Back to Dagger

Filesync (Host Engine File Sync)

skills/cache-expert/references/filesync.md

0.21.05.2 KB
Original Source

Filesync (Host <-> Engine File Sync)

Filesync transfers host files between client and engine. It powers host.directory / host.file imports and local exports.

This doc focuses on protocol flow, engine sync behavior, and cache interactions relevant to correctness/performance.

Key Components

Client side (engine/client/filesync.go)

Client exposes two gRPC services per session:

  1. FileSync (source)
  • streams host filesystem stats/data to engine
  • supports stat-only and single-file fast paths
  • can mark gitignored entries in stats
  1. FileSend (target)
  • receives filesystem/file streams from engine for exports

Protocol (internal/fsutil)

Wire protocol uses packetized stat/data/request frames:

  • sender walks filesystem and emits stats
  • receiver requests file contents by stat index when needed
  • paths are normalized for cross-platform transfer semantics

Server Side (engine/filesync)

Snapshot entry (FileSyncer.Snapshot)

High-level flow:

  1. resolve client metadata and absolute input path via stat-only filesync
  2. get/create a ClientFilesyncMirror-owned mutable mirror snapshot
  3. sync parent dirs when needed
  4. sync requested subtree into mirror and produce immutable snapshot

remoteFS (engine/filesync/remotefs.go)

remoteFS reads from client stream:

  • exposes Walk and ReadFile
  • lazily requests file data
  • skips content requests for gitignored regular files

localFS (engine/filesync/localfs.go)

localFS applies diff from remote stream into per-client mirror:

  • compares remote and local view
  • applies mkdir/symlink/hardlink/write/delete changes
  • computes content hash for resulting subtree
  • reuses existing immutable ref when content hash matches

Filesync Cache Model (Current)

There are two distinct cache layers involved now:

  1. The dagql-level mirror object:
  • core.ClientFilesyncMirror
  • persistable for stable clients via _clientFilesyncMirror
  • keyed by stable client ID plus drive
  • owns the mutable snapshot that acts as the long-lived mirror backing store
  1. The in-package filesync change cache:
  • engine/filesync/change_cache.go
  • key: local path (string)
  • value: *ChangeWithStat
  • behavior: in-memory singleflight + refcount + release
  • no TTL, no persistence, no content-key indexing, no generic adapters

The dagql object owns the mirror snapshot's lifecycle. The in-package change cache only dedupes and validates mutations during active syncs against that mirror.
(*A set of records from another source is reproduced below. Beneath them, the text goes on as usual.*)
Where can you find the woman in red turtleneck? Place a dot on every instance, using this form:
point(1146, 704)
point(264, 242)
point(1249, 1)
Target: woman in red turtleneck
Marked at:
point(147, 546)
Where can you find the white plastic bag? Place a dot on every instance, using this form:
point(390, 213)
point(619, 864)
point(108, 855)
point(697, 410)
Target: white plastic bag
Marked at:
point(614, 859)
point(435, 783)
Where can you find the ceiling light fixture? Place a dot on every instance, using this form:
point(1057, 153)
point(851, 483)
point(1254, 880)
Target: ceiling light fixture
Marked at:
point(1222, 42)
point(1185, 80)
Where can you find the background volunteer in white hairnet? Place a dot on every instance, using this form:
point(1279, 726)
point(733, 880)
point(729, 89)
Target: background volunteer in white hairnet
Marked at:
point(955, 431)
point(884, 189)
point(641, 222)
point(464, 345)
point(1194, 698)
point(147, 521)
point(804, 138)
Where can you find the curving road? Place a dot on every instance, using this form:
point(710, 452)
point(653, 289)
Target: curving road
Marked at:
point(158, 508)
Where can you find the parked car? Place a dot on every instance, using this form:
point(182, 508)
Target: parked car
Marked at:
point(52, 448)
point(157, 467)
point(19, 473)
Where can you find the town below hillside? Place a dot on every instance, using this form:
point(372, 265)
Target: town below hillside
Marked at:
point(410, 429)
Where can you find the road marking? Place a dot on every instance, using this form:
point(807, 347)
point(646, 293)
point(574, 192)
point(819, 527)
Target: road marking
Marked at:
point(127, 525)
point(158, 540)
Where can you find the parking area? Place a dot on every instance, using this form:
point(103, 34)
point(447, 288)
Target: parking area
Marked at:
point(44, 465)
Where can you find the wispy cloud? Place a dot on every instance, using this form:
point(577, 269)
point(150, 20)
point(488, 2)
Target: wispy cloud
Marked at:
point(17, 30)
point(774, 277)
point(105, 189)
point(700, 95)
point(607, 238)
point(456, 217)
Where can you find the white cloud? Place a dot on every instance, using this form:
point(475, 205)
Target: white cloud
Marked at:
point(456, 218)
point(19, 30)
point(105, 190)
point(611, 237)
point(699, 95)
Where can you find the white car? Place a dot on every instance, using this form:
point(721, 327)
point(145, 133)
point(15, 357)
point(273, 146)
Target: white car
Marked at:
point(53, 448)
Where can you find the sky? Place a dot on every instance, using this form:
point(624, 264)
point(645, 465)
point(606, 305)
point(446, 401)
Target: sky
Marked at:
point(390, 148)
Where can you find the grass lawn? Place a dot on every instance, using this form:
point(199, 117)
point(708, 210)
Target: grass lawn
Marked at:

Why the Change Cache Exists

localFS.Sync uses change-cache entries to:

  • dedupe equivalent concurrent mutations on same path
  • detect mid-sync host mutations (conflict detection)
  • avoid false conflicts after sync completes by releasing all held entries

This cache is shared across syncs for the same client mirror via localFSSharedState.

Conflict Detection

Applied changes are validated against expected remote stats (verifyExpectedChange).

If a cached/applied change does not match expected change, sync fails with conflict instead of silently producing mixed-state snapshot.

GitIgnore Behavior

With gitignore-enabled import:

  • client marks entries as ignored in stats
  • server treats ignored paths as present-but-ignored
  • updates/deletes under ignored prefixes are skipped to keep mirror stable and avoid cross-sync interference

Content Reuse

After sync operations:

  • content hash is computed for subtree
  • if matching immutable ref already exists, reuse it
  • otherwise copy changed paths into new ref and commit

This is separate from dagql call cache; it is snapshot-content reuse at filesync layer on top of the mutable mirror.

Mirror Lifetime

For stable clients, host imports route through a persistable _clientFilesyncMirror object keyed by stable client ID and drive. That object owns:

  • the long-lived mutable snapshot mirror
  • temporary mounted runtime state used while syncing (MirrorSharedState)

For clients without a stable ID, the engine uses an ephemeral mirror object instead.

Either way, each actual import still returns an immutable directory/file snapshot to the caller. The mutable mirror is just backing state that makes repeated syncs cheaper and more consistent.

noCache does not bypass the mirror. It adds a filesync cache-buster so the sync result is treated as fresh while still using the existing mirror as the base state.

Export Path (Engine -> Client)

Exports use client FileSend service:

  • tree exports via fsutil receive
  • single-file/tar streams via chunked bytes

Gotchas

  • Parent directory modtimes are not fully normalized to client today.
  • Device files and named pipes are skipped.
  • Filesync change cache is not durable state; it is lifecycle-scoped dedupe/consistency machinery.
  • The mirror itself is durable for stable clients, but the mounted runtime state around it is lazy and reference-counted during active syncs.

Code Map

  • Client handlers: engine/client/filesync.go
  • Filesync protocol: internal/fsutil/send.go, internal/fsutil/receive.go
  • Server sync logic: engine/filesync/filesyncer.go, engine/filesync/localfs.go, engine/filesync/remotefs.go
  • Filesync change cache: engine/filesync/change_cache.go
  • API glue: core/schema/host.go, core/host.go